A groundbreaking new ChatGPT-like artificial intelligence system trained with the life stories of over a million people is highly accurate in predicting the lives of individuals as well as their risk of early death, according to a new study.
The AI model was trained on the personal data of Denmark’s population and was shown to predict the people’s chances of dying more accurately than any existing system, scientists from the Technical University of Denmark (DTU) said.
In the study, researchers analysed the health and labour market data for 6 million Danes collected from 2008 to 2020, including information on individuals’ education, visits to doctors and hospitals, resulting diagnoses, income, and occupation.
Scientists converted the dataset into words to train a large language model dubbed life2vec similar to the technology behind AI apps like ChatGPT.
Once the AI model learned the patterns in the data, it could outperform other advanced systems and predict outcomes such as personality and time of death with high accuracy, according to the study, published in the journal Nature Computational Science on Tuesday.
Researchers took the data on a group of people from the set aged from 35 to 65 – half of whom died between 2016 and 2020 – and asked the AI system to predict who lived and who died.
They found that its predictions were 11 per cent more accurate than that of any other existing AI model, or the method used by life insurance companies to price policies.
What’s exciting is to consider human life as a long sequence of events, similar to how a sentence in a language consists of a series of words, study first author Sune Lehman from DTU said.

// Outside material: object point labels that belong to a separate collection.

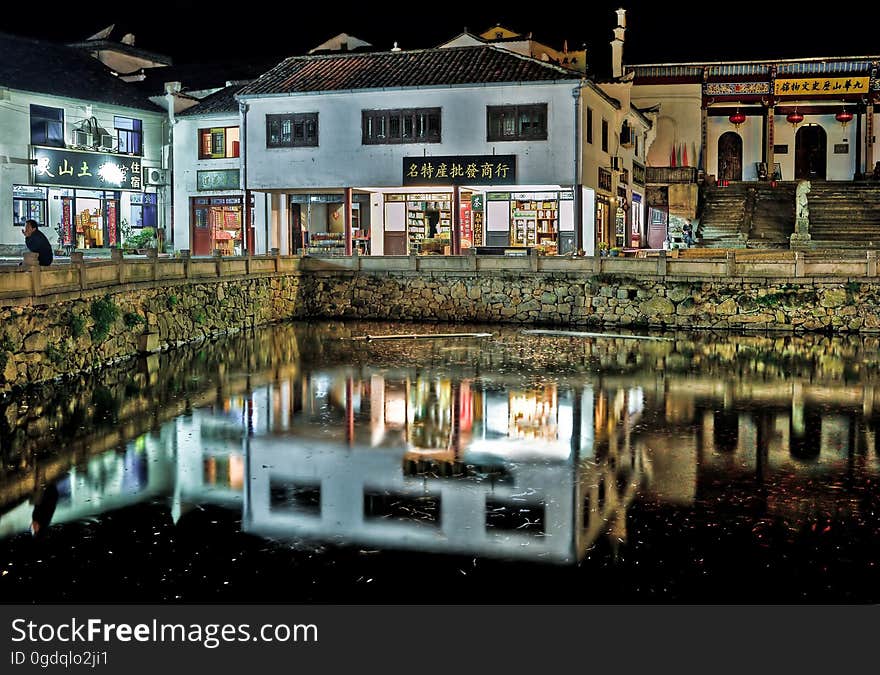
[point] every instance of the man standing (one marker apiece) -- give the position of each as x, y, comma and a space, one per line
37, 242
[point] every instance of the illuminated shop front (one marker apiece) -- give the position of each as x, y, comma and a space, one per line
84, 197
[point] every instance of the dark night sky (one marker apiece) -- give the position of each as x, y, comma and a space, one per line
656, 32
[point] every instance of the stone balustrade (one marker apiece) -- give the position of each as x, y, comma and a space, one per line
81, 315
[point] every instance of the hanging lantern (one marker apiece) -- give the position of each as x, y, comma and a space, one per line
737, 118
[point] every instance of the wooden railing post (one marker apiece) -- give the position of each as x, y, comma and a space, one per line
661, 263
118, 259
184, 256
153, 257
76, 259
32, 263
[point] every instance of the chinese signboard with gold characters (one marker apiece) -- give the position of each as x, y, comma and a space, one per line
822, 85
460, 170
96, 170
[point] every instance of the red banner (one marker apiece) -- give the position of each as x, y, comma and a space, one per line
111, 222
467, 225
66, 221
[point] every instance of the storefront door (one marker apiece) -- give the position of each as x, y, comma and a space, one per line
730, 156
810, 153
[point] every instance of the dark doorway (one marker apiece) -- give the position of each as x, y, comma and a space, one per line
810, 153
296, 240
730, 156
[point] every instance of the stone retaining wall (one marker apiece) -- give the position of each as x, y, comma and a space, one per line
796, 304
80, 317
80, 332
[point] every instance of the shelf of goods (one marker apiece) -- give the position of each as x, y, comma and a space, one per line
326, 243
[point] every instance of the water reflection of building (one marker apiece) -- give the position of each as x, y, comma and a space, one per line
433, 462
144, 469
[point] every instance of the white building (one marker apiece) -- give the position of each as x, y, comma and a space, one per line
78, 149
407, 135
208, 199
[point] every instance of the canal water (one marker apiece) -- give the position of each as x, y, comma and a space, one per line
297, 464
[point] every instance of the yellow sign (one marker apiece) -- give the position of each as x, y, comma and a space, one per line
822, 85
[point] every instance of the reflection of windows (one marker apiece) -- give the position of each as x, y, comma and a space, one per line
292, 130
224, 471
422, 509
517, 122
522, 516
47, 126
129, 135
219, 143
299, 498
27, 203
412, 125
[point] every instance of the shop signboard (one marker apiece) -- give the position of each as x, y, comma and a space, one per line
822, 85
218, 179
460, 170
83, 169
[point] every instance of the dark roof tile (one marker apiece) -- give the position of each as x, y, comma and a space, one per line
419, 68
49, 68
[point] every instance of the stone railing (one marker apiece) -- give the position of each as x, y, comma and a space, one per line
30, 280
708, 263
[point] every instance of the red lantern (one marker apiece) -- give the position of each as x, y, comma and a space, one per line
737, 118
794, 118
844, 117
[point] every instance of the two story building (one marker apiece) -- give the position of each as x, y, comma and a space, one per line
80, 150
413, 148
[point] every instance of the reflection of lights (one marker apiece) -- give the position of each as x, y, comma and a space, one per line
395, 410
112, 173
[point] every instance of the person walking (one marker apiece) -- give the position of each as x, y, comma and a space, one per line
37, 242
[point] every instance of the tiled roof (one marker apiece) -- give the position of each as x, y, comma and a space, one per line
199, 76
218, 102
419, 68
49, 68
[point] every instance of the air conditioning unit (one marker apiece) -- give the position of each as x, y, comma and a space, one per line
155, 176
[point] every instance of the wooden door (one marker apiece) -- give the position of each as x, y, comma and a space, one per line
810, 153
202, 239
730, 156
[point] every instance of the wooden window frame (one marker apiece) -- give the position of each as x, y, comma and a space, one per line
377, 125
134, 136
293, 119
212, 132
494, 113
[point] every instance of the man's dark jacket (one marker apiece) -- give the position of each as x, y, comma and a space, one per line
39, 244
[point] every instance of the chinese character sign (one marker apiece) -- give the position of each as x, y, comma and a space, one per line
460, 170
822, 85
95, 170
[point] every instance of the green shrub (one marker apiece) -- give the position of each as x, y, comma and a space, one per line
104, 313
132, 319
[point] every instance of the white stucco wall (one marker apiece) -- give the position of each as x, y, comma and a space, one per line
186, 167
341, 160
678, 121
15, 135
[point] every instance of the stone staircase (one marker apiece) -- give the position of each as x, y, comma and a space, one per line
772, 214
844, 215
722, 217
747, 215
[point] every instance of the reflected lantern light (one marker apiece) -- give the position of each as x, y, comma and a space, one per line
737, 118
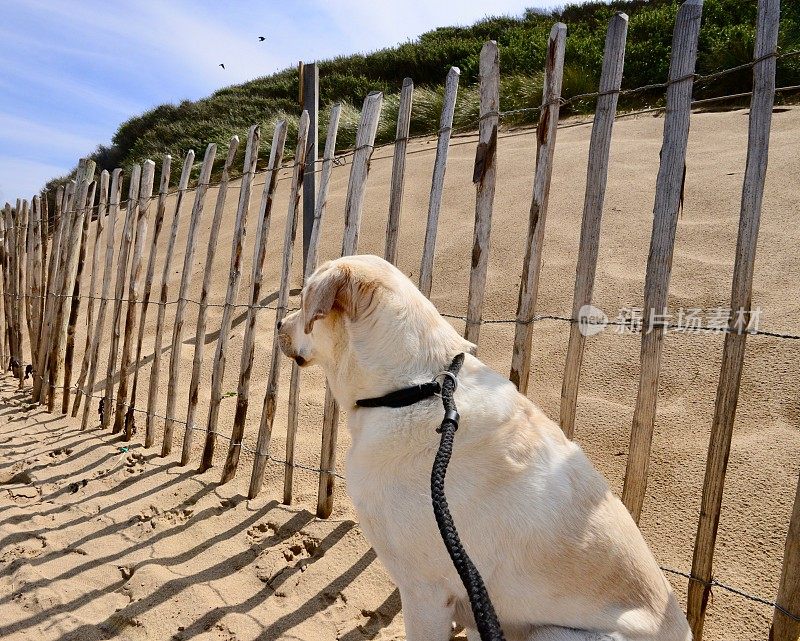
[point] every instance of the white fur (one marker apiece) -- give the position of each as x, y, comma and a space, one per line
559, 553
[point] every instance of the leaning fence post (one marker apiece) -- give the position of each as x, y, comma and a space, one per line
75, 302
365, 140
155, 370
35, 278
102, 211
256, 276
30, 304
140, 236
786, 627
596, 178
21, 227
310, 266
71, 250
163, 190
119, 291
270, 397
235, 273
669, 185
545, 151
39, 370
484, 175
180, 311
741, 293
97, 336
399, 170
437, 180
202, 308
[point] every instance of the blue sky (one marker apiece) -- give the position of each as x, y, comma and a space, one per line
72, 70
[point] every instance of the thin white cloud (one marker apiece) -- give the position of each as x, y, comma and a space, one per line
21, 178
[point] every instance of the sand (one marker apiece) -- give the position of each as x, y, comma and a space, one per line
100, 538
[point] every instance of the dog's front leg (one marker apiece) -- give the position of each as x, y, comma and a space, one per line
427, 613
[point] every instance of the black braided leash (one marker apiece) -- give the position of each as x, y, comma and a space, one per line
482, 608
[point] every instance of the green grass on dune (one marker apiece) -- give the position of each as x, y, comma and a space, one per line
726, 40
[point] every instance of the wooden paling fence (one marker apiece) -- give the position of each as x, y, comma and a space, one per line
44, 275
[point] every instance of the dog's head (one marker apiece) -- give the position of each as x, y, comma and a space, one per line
362, 319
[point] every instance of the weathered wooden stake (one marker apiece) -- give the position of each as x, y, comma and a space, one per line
785, 627
365, 139
596, 177
163, 191
102, 212
97, 336
202, 312
437, 180
669, 186
155, 370
531, 267
75, 302
123, 259
270, 397
733, 351
399, 170
180, 312
134, 294
259, 253
40, 368
484, 175
310, 266
69, 253
239, 231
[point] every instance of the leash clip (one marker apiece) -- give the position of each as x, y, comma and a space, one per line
446, 374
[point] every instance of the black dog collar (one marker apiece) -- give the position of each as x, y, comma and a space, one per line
415, 393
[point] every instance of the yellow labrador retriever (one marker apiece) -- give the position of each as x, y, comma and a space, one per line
560, 555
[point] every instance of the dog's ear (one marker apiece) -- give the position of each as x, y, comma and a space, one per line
336, 288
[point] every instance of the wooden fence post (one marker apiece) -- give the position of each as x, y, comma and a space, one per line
123, 258
437, 180
311, 105
139, 238
596, 178
155, 370
4, 299
21, 227
259, 253
240, 229
365, 140
40, 368
180, 312
29, 300
399, 170
75, 301
163, 191
741, 293
310, 266
70, 254
786, 627
97, 336
35, 276
102, 212
484, 175
545, 151
202, 310
270, 397
669, 186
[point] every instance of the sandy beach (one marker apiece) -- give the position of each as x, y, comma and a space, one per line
101, 538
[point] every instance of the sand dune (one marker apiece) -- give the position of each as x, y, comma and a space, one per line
101, 538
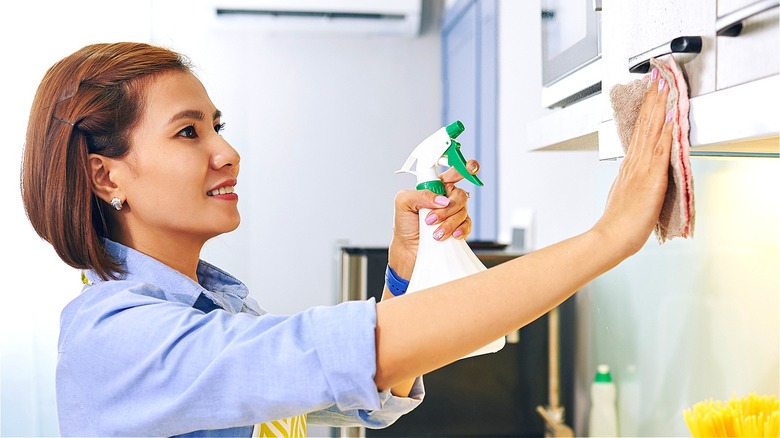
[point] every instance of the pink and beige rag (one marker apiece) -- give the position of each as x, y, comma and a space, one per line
677, 214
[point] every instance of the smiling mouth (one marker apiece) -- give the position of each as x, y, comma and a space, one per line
221, 191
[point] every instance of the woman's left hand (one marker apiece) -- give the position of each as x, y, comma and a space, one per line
449, 213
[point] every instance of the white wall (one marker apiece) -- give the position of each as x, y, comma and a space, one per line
36, 284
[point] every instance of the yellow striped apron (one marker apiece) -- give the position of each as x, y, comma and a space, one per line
293, 427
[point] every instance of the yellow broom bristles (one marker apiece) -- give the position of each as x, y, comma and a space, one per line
751, 416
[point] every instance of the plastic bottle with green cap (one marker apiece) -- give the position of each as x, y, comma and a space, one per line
441, 261
603, 411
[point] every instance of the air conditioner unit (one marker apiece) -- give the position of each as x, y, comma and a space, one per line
375, 17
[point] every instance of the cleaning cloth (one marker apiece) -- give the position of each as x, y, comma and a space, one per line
677, 214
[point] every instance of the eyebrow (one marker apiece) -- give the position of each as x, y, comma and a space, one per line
193, 114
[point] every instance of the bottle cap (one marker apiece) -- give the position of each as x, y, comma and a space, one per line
603, 375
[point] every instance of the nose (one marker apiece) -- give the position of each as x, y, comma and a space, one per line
225, 156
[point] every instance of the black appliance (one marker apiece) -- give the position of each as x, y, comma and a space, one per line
493, 395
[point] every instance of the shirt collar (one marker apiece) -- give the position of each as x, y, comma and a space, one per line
221, 287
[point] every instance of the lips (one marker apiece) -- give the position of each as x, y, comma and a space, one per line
221, 191
225, 188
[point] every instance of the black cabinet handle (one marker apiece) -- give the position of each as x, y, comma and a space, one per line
731, 24
686, 44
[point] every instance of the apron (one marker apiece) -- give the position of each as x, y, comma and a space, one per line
293, 427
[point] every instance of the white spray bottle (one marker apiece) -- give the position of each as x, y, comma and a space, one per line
439, 262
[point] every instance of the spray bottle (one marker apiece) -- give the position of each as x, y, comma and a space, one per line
451, 259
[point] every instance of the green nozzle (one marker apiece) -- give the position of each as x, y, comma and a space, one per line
454, 129
456, 160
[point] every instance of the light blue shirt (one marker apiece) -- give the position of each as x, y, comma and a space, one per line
136, 359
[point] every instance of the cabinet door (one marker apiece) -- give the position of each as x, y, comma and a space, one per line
469, 71
755, 52
632, 28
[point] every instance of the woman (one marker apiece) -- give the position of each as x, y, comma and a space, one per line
126, 175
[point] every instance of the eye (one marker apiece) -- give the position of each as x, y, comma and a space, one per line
188, 132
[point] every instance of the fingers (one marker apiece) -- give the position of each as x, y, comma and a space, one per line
451, 219
651, 119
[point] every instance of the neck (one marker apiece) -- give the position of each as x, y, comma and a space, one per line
182, 255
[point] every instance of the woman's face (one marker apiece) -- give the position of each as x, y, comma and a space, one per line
180, 172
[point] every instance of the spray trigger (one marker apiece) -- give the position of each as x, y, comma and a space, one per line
455, 159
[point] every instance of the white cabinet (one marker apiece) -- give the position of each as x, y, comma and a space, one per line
752, 49
748, 62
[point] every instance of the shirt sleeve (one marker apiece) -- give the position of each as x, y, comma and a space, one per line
131, 364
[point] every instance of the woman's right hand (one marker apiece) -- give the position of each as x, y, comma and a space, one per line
637, 194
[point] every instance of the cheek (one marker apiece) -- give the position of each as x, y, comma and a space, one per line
175, 179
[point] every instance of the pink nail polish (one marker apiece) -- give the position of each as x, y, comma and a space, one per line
442, 200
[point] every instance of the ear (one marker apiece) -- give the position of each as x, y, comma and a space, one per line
100, 168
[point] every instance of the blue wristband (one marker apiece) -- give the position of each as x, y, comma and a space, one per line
395, 284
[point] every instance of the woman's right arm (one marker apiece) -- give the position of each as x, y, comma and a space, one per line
426, 330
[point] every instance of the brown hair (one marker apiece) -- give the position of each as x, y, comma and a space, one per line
86, 103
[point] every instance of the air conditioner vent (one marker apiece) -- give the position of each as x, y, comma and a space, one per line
374, 17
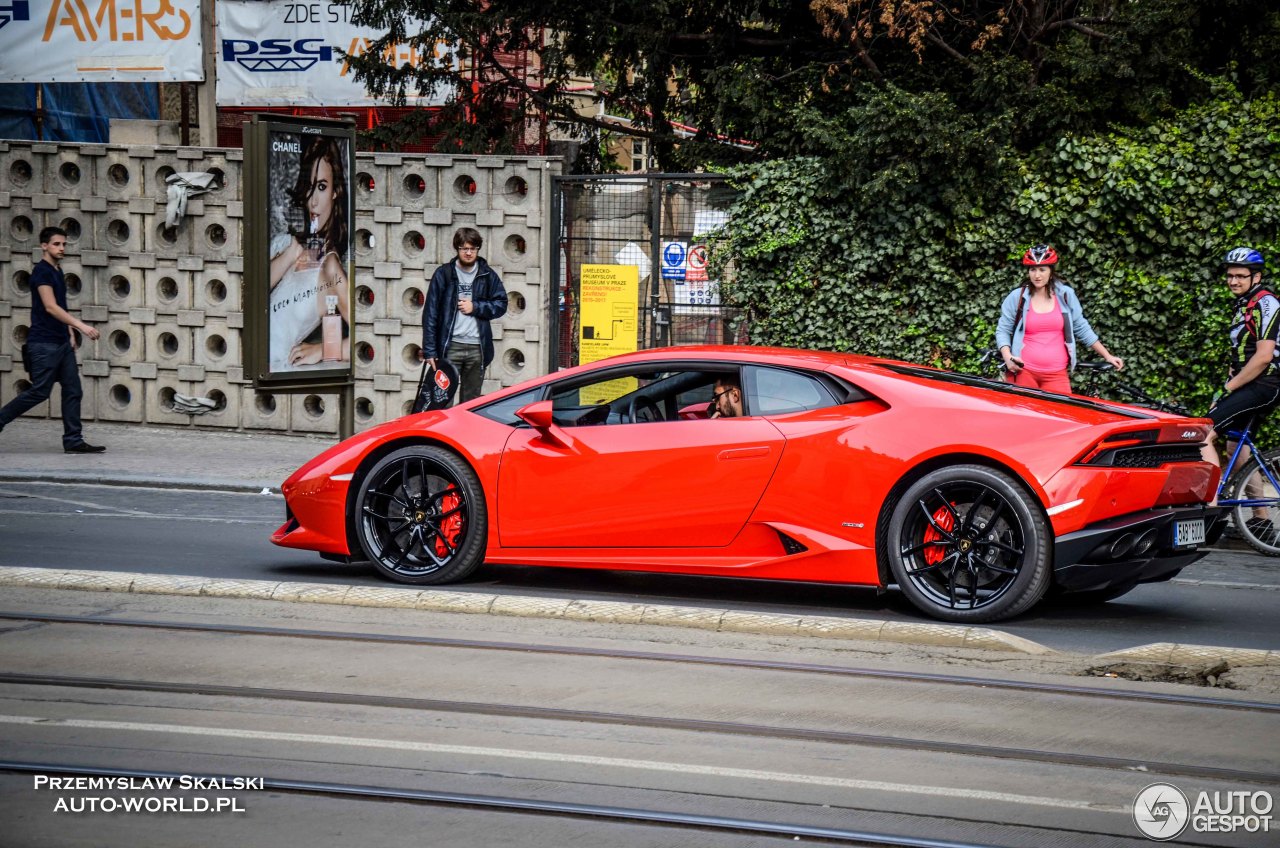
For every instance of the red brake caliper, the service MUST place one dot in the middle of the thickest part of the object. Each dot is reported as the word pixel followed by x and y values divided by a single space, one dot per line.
pixel 451 528
pixel 945 519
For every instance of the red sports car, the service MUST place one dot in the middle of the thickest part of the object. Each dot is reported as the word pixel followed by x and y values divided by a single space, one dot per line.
pixel 973 497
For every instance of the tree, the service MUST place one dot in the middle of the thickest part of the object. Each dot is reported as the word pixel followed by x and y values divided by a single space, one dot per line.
pixel 763 71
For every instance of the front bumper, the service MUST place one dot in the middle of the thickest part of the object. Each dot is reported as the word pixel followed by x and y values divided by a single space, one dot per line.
pixel 1095 557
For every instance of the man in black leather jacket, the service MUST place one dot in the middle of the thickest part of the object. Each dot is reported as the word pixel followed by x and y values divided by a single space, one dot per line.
pixel 464 296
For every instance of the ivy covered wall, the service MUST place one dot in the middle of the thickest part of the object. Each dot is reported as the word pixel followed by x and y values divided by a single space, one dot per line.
pixel 904 242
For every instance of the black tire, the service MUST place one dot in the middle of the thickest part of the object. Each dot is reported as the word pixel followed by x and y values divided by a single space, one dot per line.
pixel 1261 533
pixel 968 543
pixel 420 516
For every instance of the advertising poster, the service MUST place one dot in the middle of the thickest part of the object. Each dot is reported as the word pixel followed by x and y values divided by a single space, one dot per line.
pixel 609 297
pixel 291 54
pixel 608 302
pixel 100 41
pixel 309 212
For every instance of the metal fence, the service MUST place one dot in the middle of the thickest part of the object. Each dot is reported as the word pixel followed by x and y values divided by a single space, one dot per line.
pixel 659 223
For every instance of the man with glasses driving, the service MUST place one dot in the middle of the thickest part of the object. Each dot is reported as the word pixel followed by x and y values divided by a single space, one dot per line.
pixel 726 397
pixel 1253 382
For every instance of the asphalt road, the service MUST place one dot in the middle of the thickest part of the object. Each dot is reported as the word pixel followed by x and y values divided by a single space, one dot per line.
pixel 227 536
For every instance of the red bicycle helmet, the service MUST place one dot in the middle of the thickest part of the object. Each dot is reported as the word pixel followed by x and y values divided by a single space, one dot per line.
pixel 1041 255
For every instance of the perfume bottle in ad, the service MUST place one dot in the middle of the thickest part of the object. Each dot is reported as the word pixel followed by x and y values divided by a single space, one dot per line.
pixel 330 331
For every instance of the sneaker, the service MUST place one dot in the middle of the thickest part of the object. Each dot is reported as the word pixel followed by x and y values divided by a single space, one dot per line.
pixel 1261 528
pixel 83 447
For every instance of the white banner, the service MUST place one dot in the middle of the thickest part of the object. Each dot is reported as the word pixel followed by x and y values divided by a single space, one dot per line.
pixel 287 54
pixel 100 41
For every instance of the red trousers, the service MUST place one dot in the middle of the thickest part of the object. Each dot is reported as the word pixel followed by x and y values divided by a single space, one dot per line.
pixel 1048 381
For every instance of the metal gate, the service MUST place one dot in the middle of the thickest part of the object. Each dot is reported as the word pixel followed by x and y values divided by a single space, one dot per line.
pixel 661 223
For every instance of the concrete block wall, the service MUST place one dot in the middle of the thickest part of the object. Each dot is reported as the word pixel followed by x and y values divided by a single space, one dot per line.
pixel 169 301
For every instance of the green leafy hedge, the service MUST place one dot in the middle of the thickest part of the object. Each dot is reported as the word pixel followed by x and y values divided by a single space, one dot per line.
pixel 900 236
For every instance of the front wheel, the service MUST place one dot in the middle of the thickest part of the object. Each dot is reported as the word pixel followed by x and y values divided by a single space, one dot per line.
pixel 421 516
pixel 968 543
pixel 1258 520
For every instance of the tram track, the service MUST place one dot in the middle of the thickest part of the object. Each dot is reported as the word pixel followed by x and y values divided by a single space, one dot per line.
pixel 1176 700
pixel 649 723
pixel 534 806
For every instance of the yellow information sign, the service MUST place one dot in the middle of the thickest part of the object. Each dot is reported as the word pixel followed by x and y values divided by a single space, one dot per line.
pixel 609 297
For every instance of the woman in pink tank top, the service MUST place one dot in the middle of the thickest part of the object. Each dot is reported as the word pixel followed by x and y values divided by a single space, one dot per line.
pixel 1040 324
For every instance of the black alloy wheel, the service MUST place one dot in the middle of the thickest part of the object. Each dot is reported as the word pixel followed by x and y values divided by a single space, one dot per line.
pixel 968 543
pixel 421 516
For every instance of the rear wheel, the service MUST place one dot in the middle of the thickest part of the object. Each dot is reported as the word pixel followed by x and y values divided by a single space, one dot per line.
pixel 1257 523
pixel 421 516
pixel 968 543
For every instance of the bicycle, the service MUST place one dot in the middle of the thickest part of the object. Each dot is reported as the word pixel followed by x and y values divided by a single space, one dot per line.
pixel 1129 392
pixel 1244 491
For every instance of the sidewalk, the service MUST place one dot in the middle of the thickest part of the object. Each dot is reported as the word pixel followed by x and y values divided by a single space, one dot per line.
pixel 144 455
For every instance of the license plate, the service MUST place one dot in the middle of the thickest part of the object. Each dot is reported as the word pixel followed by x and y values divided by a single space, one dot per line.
pixel 1191 532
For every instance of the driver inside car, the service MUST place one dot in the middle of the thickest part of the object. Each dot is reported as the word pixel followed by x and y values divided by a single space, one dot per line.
pixel 726 399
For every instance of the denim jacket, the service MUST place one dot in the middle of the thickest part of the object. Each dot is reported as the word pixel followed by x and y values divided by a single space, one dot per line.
pixel 1074 327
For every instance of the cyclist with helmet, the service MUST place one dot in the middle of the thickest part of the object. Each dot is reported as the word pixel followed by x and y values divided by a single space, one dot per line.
pixel 1040 324
pixel 1253 382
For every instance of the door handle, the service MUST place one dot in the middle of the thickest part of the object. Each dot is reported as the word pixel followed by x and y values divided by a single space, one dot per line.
pixel 744 452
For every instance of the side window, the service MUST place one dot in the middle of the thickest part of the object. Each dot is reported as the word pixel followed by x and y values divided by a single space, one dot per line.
pixel 504 410
pixel 772 391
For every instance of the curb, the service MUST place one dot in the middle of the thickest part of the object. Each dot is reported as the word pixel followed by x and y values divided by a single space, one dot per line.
pixel 572 610
pixel 137 481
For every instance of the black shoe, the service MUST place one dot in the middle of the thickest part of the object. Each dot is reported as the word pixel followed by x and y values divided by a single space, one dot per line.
pixel 1261 528
pixel 83 447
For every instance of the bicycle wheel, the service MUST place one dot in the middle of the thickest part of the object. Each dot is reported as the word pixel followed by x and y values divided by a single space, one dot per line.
pixel 1258 520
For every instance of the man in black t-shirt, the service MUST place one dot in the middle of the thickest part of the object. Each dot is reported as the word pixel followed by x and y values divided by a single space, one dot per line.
pixel 51 345
pixel 1253 384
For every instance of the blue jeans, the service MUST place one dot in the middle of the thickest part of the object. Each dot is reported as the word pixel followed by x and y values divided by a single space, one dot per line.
pixel 51 364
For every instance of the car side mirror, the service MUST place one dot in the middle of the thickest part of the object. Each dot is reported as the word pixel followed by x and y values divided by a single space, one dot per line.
pixel 538 415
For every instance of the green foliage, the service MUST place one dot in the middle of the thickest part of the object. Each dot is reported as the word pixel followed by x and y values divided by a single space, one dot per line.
pixel 904 244
pixel 746 69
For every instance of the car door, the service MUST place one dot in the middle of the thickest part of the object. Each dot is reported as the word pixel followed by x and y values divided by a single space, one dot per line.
pixel 680 483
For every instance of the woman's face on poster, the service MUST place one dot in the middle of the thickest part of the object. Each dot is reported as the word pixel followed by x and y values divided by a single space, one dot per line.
pixel 320 200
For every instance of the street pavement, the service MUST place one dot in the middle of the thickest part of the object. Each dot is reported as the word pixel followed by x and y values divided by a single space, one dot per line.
pixel 168 457
pixel 195 459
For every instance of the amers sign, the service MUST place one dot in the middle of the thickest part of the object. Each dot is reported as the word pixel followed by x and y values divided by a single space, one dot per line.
pixel 100 41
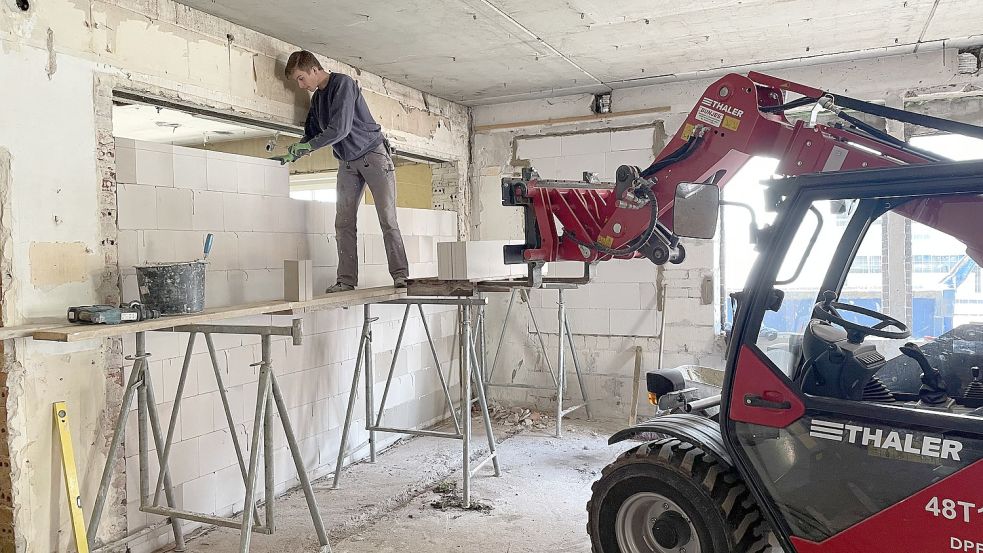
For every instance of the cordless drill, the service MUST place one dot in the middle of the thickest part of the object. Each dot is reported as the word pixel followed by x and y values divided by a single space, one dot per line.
pixel 108 314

This is usually the type of task for which transformer models in AI are used, but in our experiments, we use them to analyze what we call life sequences, i.e., events that have happened in human life, Dr Lehman said.
Using the model, researchers sought answers to general questions like the chances of a person dying within four years.
They found that the model’s responses are consistent with existing findings such that when all other factors are considered, individuals in a leadership position or with a high income are more likely to survive, and being male, skilled, or having a mental diagnosis is associated with a higher risk of dying.
We used the model to address the fundamental question: to what extent can we predict events in your future based on conditions and events in your past? Dr Lehman said
Scientifically, what is exciting for us is not so much the prediction itself, but the aspects of data that enable the model to provide such precise answers, he added.
The model could also accurately predict the outcomes of a personality test in a section of the population better than existing AI systems.
Our framework allows researchers to identify new potential mechanisms that impact life outcomes and associated possibilities for personalized interventions, researchers wrote in the study.
However, scientists caution that the model should not be used by life insurance firms due to ethical concerns.
Clearly, our model should not be used by an insurance company, because the whole idea of insurance is that, by sharing the lack of knowledge of who is going to be the unlucky person struck by some incident, or death, or losing your backpack, we can kind of share this burden, Dr Lehman told New Scientist.
Researchers also warn that there are other ethical issues surrounding the use of life2vec such as protecting sensitive data, privacy, and the role of bias in data.
We stress that our work is an exploration of what is possible but should only be used in real-world applications under regulations that protect the rights of individuals, they said.